When Taupō author and illustrator Donovan Bixley received an email from Queen's representatives - he thought it was spam.
"I immediately thought yeah right, sounds like a spam email to me."
To his surprise, the email was very real and said Bixley was being made an officer of the New Zealand Order of Merit for services to children's fiction and as an illustrator in this New Year's honours list.
It was not the first time the humble 49-year-old had been sceptical about an email.
In the past, he had received messages from the New Zealand Arts Foundation and even people in Hollywood which he had brushed off as "total rubbish" before realising they were for real.
Bixley said he was really excited when he found out the news but had to keep a "lid on it" until now.
However, as an author, he said he would sometimes find out his books were being published 18 months before it was announced and so had perfected the art of keeping quiet.
The honour was an acknowledgement of his life goal - to be a successful international author and illustrator from his home town of Taupō.
Bixley has written a number of popular series, as well as illustrating more than 120 children's books.
He created best-selling international series like the "Flying Furballs" junior fiction series and worked alongside some of the country's top authors like the late Margaret Mahy.
His books have been published in 31 countries and as many as 18 languages and had won numerous national and international awards.
He has also helped promote te reo Māori through his bilingual Māui picture books and others.
As long as Bixley can remember, he has been writing and drawing. He crafted comics, short picture stories and even wrote a sequel to the Lord of the Rings books at age 7.
He went to Art School in his late teens and after dabbling in jobs in advertising and design, realised his true passion was writing and illustrating books.
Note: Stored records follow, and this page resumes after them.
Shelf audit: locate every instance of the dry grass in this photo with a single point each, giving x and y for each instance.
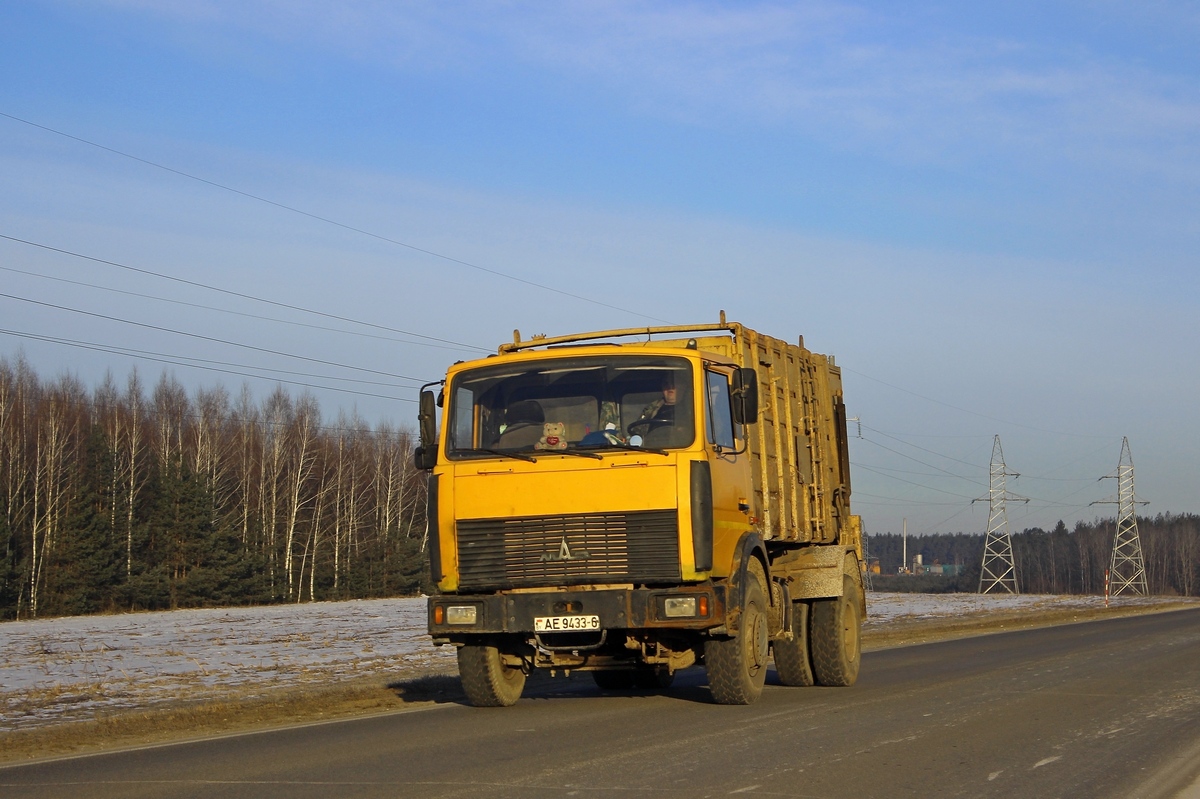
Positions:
(366, 696)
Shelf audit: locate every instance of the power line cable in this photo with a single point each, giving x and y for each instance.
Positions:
(975, 482)
(238, 294)
(174, 358)
(900, 440)
(213, 368)
(220, 341)
(941, 491)
(237, 313)
(333, 222)
(972, 413)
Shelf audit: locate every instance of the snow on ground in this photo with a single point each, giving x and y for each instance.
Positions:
(60, 670)
(883, 607)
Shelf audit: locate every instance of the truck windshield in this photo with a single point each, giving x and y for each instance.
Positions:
(573, 404)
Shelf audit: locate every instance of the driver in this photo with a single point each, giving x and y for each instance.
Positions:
(663, 409)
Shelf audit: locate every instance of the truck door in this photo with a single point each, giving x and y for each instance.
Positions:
(730, 466)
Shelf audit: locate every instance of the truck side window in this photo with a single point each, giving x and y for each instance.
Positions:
(463, 419)
(720, 412)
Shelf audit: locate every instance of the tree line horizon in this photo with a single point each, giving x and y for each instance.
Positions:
(1059, 560)
(119, 498)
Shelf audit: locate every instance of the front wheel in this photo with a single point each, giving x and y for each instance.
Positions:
(737, 667)
(835, 637)
(486, 680)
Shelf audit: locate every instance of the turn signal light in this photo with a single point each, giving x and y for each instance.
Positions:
(462, 614)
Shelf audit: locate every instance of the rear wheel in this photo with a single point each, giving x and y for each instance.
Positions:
(737, 667)
(792, 661)
(835, 637)
(486, 680)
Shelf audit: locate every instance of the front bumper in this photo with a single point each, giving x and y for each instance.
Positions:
(635, 608)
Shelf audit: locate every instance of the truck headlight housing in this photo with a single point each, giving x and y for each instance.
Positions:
(675, 607)
(462, 614)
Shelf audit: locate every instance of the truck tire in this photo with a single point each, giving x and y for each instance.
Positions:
(835, 636)
(486, 680)
(792, 660)
(737, 667)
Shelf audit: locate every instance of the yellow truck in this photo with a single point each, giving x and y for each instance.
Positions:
(636, 502)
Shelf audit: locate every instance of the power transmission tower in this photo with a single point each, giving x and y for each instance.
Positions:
(999, 569)
(1127, 572)
(867, 562)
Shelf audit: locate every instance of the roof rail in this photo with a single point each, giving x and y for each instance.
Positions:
(541, 340)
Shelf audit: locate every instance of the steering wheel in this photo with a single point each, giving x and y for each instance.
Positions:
(648, 424)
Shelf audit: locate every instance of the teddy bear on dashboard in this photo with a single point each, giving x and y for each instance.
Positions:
(553, 437)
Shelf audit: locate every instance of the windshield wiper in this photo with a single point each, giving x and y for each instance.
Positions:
(629, 448)
(579, 454)
(503, 454)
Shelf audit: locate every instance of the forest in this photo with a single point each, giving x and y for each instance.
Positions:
(127, 498)
(1057, 562)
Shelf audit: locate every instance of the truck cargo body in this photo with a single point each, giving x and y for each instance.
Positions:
(635, 508)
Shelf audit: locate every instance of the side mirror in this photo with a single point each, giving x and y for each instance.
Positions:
(426, 455)
(745, 396)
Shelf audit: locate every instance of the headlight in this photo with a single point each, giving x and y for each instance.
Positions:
(679, 606)
(462, 614)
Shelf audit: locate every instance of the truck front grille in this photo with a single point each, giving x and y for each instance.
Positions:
(634, 547)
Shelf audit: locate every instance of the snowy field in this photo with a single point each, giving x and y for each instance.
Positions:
(60, 670)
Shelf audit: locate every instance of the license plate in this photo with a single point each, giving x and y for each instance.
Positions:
(565, 623)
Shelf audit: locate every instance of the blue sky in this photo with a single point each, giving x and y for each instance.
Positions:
(989, 216)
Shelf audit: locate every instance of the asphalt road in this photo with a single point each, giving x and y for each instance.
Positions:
(1099, 709)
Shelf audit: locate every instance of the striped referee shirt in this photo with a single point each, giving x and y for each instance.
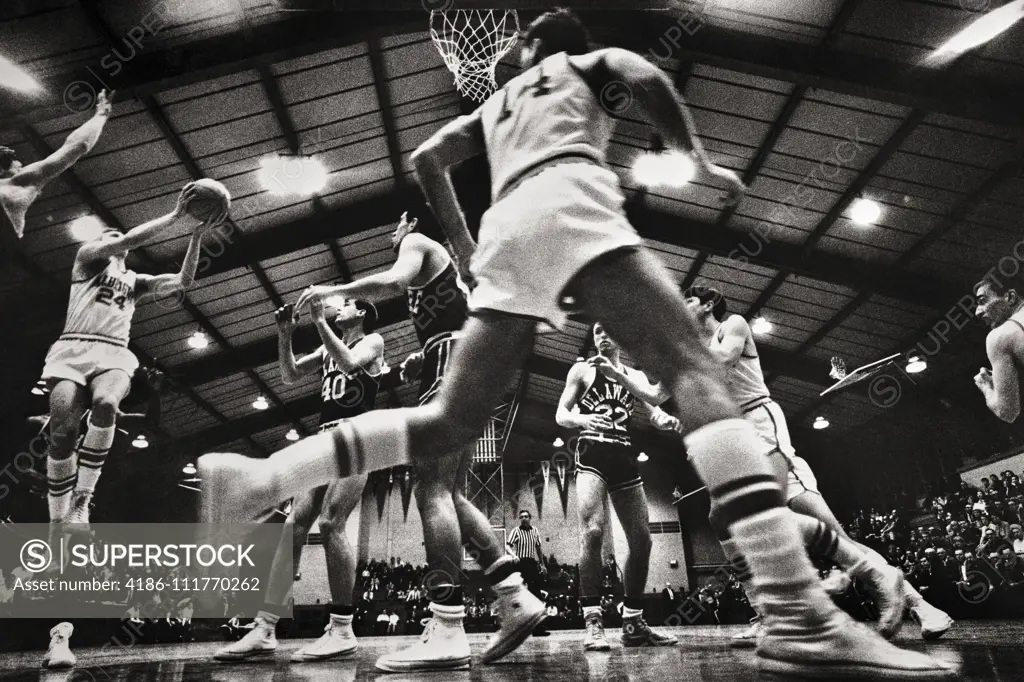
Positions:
(525, 543)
In his spare time, he would always write and draw his own books but at first failed to realise he could make a career out of it.
"It was right in front of me the whole time."
His ability to draw gave him a leg up in the publishing industry as he could impress people with his visuals off the bat.
He says he is "very privileged" as he has been given opportunities to illustrate for top New Zealand authors, which was the perfect "training ground".
His first big read was called Faithfully Mozart and was an adult picture book biography, written and illustrated by him over six years.
Bixley says it was a "ridiculously stupid and ambitious idea" for a newbie and he had consistently been told it was "never going to happen".
But the book, which went on to be sold all around the world, set the expectation for the rest of his work.
Bixley's passion lay in children's fiction and says the book that taught him the most was his 2014 hit Monkey Boy.
It taught him persistence as he was told time and time again that his characters were weak and the story was bad - but the book became one of the most successful of his career.
It won him the New Zealand Arts Foundation's Mallinson Rendel Laureate Award for lifetime achievement in illustration and made him a recipient of the International Youth Library's White Raven Award, which lists the top 200 children's books in the world.
Bixley says there was a point he almost gave up on his dreams as he was not sure he could make a living out of it.
It was 2010 and his publisher called him into his office and pitched to him the idea of doing a Kiwi take on the classic Wheels on the Bus tale.
Bixley said he immediately thought "how boring" but then realised it was so boring he could do something fun with it.
To this day, the book remains his number one best seller and still "pays the bills" that allow him to work for years on the books he is most passionate about.
Bixley is most proud of his Māui picture books, which "opened his eyes" to how important it was to tell stories of Māori culture here in New Zealand.
He worked closely with kaumatua throughout the process and enjoyed it thoroughly.
He said it was brilliant to be able to "celebrate Māori culture in the community" and he "felt privileged to be allowed to be a part of that and given the trust to write about it".
"I saw a whole different side of New Zealand that I hadn't seen as a Pakeha."
Looking to the future, Bixley says there are "exciting things to come" as he had "interest from Hollywood" in one of his books and hoped to finish a picture biography on Leonardo da Vinci to go with his Mozart and Shakespeare books.